MUSCLES FROM BRUSSELS Jean-Claude Van Damme, the martial artist turned international action star known as ‘The Muscle from Brussels,’ was not exactly known for a first-rate filmography. When Van Damme hit the celebrity bell it was with years of hearty-party times that derailed his career. He eventually returned to filmmaking but on a more modest scale. One film stands out among his hits: John Woo’s 1993 ‘Hard Target’ (Blu-ray, KL Studio Classics, Unrated), the first American film for the Hong Kong master (‘A Better Tomorrow,’ ‘Face/Off’ and ‘Hard Boiled’) and the first American studio film helmed by a Chinese director. Set in New Orleans, ‘Target’ finds Van Damme aiding a woman’s search for her father, only to discover that despicable entrepreneurs (the movies’ great villains Lance Henriksen and Arnold Vosloo) have arranged a ‘hunt’ for humans, using homeless men as their targets. Yes, this is yet another adaptation of the 1932 Hollywood classic ‘The Most Dangerous Game.’ During production on location, Henriksen discovered something was different: ‘We were making a John Woo film instead of a Van Damme film.’ The US release was diminished by cuts the ratings board mandated to get the necessary R. This ‘Hard Target’ is a brand new 4K restoration of the Unrated International cut that is 3 minutes longer than the American release.
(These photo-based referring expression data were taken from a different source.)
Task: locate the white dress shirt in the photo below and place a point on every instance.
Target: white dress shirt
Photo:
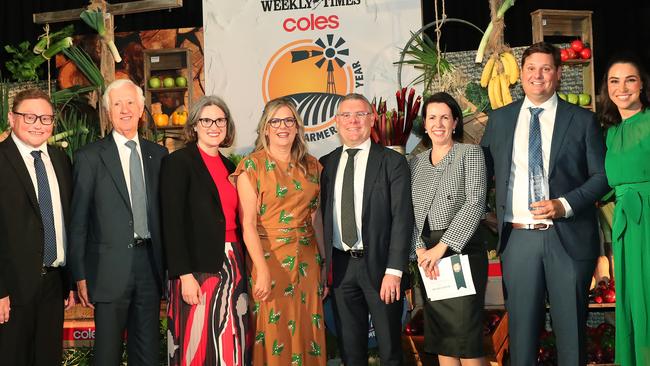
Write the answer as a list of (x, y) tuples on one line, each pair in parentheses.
[(517, 209), (360, 165), (57, 208), (125, 156)]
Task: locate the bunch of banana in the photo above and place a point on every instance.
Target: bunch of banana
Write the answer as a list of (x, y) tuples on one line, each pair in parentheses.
[(499, 73)]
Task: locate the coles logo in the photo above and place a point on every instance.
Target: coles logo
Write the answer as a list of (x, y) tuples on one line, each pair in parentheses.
[(312, 22), (315, 74)]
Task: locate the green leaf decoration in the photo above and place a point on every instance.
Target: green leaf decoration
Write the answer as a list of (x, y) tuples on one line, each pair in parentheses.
[(297, 185), (277, 348), (269, 165), (283, 240), (285, 217), (250, 164), (296, 359), (289, 261), (259, 338), (302, 269), (292, 326), (289, 290), (313, 203), (280, 191), (315, 349), (315, 319), (274, 317), (312, 178)]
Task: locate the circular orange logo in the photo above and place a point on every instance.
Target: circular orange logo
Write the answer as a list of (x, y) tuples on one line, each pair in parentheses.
[(314, 74)]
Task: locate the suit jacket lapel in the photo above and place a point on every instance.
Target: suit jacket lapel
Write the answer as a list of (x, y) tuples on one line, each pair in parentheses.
[(202, 171), (563, 118), (57, 159), (13, 156), (509, 126), (111, 158), (372, 169)]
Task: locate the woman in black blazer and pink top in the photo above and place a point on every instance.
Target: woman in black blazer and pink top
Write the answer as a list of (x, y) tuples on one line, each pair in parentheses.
[(207, 312)]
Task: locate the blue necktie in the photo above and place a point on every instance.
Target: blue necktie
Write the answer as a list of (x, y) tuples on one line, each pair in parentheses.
[(138, 195), (535, 160), (47, 213), (348, 220)]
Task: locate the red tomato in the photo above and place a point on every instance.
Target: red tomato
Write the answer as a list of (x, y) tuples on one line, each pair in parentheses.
[(571, 53), (577, 45), (564, 55)]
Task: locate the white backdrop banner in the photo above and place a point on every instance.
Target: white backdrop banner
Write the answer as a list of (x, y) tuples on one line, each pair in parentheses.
[(312, 51)]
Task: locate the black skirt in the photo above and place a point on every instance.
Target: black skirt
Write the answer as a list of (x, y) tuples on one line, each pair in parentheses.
[(454, 327)]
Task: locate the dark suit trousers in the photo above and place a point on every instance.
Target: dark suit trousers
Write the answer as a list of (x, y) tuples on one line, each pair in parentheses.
[(355, 296), (34, 333), (137, 311), (535, 263)]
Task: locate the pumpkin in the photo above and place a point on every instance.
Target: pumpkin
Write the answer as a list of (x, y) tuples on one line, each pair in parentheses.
[(179, 118), (161, 119)]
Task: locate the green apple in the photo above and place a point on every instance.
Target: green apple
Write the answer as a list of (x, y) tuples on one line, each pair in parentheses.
[(572, 98), (155, 82), (168, 82), (181, 82)]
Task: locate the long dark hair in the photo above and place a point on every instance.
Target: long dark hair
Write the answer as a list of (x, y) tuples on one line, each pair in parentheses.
[(608, 113), (456, 114)]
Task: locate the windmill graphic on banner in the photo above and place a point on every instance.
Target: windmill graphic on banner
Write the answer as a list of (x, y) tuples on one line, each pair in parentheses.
[(318, 106)]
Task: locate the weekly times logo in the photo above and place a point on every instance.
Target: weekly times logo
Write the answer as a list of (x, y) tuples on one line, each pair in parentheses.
[(315, 74)]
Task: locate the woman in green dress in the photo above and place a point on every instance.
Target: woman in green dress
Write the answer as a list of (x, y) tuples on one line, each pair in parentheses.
[(625, 112)]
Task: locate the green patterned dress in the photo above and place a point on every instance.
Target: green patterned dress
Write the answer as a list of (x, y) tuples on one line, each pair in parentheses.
[(289, 328), (628, 170)]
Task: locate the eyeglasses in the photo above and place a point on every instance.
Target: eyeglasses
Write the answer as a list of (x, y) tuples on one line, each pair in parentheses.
[(31, 118), (288, 122), (349, 115), (208, 122)]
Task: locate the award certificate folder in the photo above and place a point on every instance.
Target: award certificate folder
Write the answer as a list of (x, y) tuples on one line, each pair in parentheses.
[(455, 279)]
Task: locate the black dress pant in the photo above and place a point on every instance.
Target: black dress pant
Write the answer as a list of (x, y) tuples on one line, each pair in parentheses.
[(535, 263), (33, 336), (137, 311), (355, 297)]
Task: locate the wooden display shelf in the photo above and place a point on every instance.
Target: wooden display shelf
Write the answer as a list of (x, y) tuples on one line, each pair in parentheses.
[(568, 24)]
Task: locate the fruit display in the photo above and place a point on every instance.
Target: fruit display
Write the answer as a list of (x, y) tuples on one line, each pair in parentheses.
[(500, 71), (161, 119), (605, 292), (576, 51)]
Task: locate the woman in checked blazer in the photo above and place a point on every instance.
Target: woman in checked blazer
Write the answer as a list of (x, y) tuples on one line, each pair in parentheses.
[(448, 191)]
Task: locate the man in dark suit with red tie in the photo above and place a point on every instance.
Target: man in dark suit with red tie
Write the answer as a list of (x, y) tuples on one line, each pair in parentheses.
[(36, 185), (367, 221)]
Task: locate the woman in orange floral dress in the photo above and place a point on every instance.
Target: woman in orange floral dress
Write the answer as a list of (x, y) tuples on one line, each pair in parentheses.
[(278, 186)]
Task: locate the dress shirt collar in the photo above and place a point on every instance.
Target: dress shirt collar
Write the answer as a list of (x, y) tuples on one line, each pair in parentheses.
[(364, 146), (121, 140), (549, 104), (25, 149)]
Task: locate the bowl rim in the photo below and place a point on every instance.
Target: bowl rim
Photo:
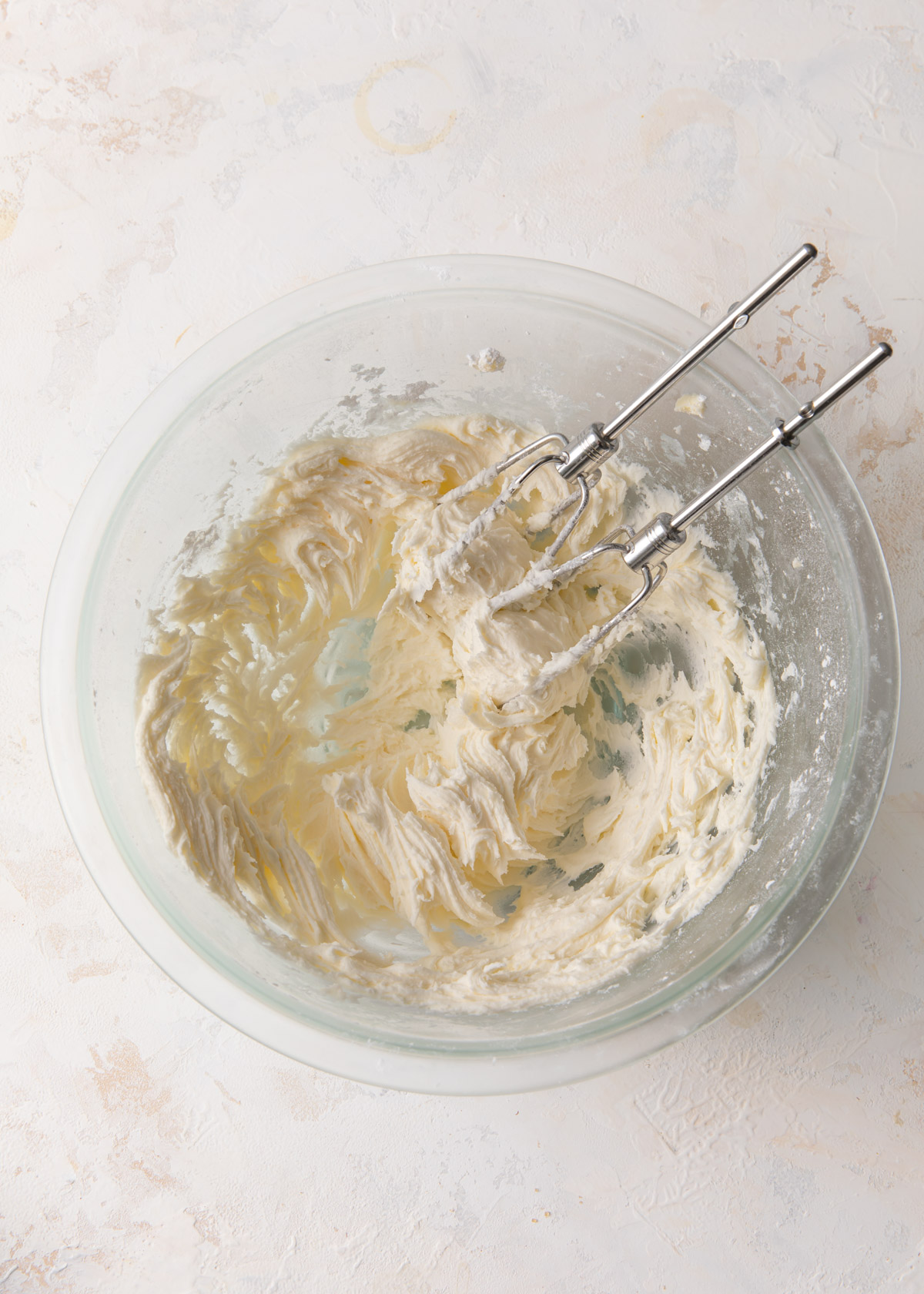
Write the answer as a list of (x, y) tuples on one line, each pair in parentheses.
[(368, 1061)]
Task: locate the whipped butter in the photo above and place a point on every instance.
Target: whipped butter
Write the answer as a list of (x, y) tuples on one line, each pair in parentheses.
[(347, 743)]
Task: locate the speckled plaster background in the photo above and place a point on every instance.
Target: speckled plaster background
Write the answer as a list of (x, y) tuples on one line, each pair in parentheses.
[(169, 167)]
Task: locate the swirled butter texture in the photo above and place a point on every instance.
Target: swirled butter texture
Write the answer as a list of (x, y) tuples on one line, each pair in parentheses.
[(346, 742)]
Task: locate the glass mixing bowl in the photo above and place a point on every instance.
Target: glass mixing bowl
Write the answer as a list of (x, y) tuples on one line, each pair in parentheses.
[(380, 348)]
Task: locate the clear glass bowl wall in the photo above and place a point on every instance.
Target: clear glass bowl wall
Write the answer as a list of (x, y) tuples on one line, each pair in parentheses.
[(386, 348)]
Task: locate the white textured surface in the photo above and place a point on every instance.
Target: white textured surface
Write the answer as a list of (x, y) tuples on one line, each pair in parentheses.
[(167, 169)]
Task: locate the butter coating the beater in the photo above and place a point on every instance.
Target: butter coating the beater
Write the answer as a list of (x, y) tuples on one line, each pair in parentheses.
[(347, 742)]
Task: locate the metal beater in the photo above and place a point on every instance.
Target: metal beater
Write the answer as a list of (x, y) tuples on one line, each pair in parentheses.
[(665, 534)]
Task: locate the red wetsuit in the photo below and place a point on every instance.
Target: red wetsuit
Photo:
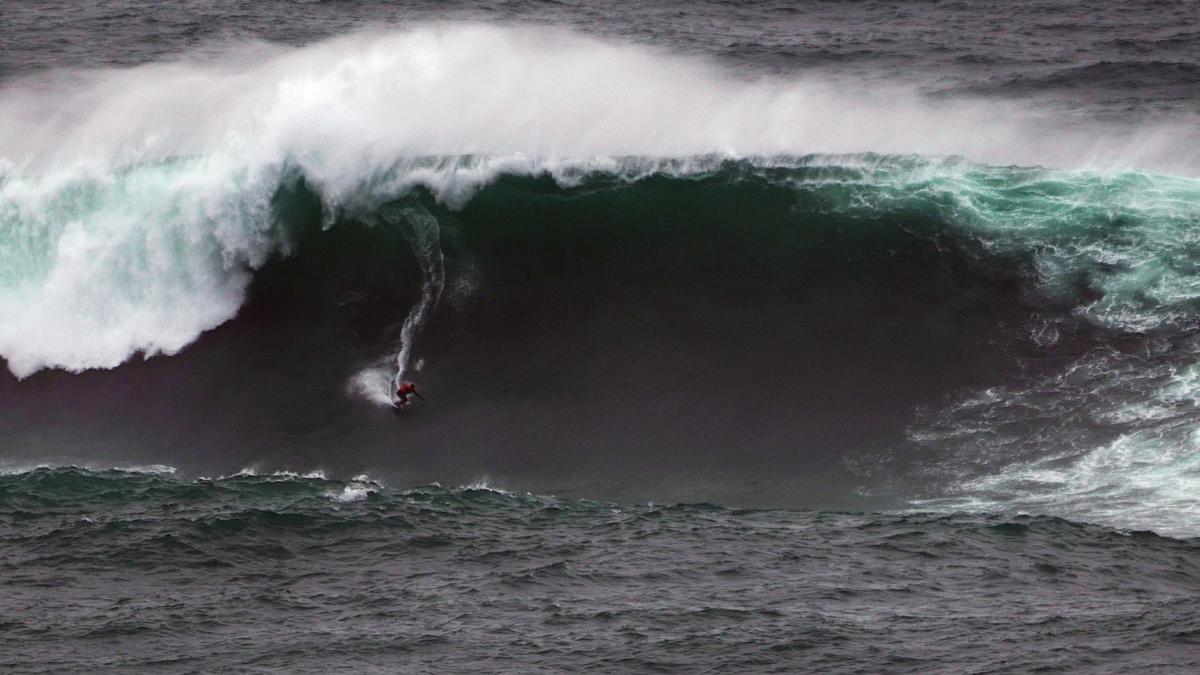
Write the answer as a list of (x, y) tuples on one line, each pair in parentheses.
[(405, 390)]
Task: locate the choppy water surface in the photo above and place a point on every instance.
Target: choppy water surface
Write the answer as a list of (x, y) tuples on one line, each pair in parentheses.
[(126, 571), (911, 290)]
Special Features: Audio commentary by film historians, a new Woo interview and interviews with cast members and the stunt coordinator.
CRUISE REMAKE Tom Cruise and screenwriter Cameron Crowe hit the gong with ‘Jerry Maguire’ in 1996, a career-defining entry for the enduring star. Crowe directed and wrote their 2001 follow-up, ‘Vanilla Sky’ (Blu-ray, Paramount, R), a remake of the Spanish film ‘Open Your Eyes.’ Both versions co-star Penelope Cruz. ‘Sky’ is a twisty mix of sci fi-romance-psychological thriller that never quite jells. This limited edition remaster is from a 4K film transfer supervised by Crowe himself. Special Features: Crowe on the HD ‘Sky,’ commentary by Crowe and his wife Nancy Wilson of Heart who did the music, an alternate ending, interview with Paul McCartney, gag reel, deleted scenes, photo gallery and a music video ‘Afrika Shox.’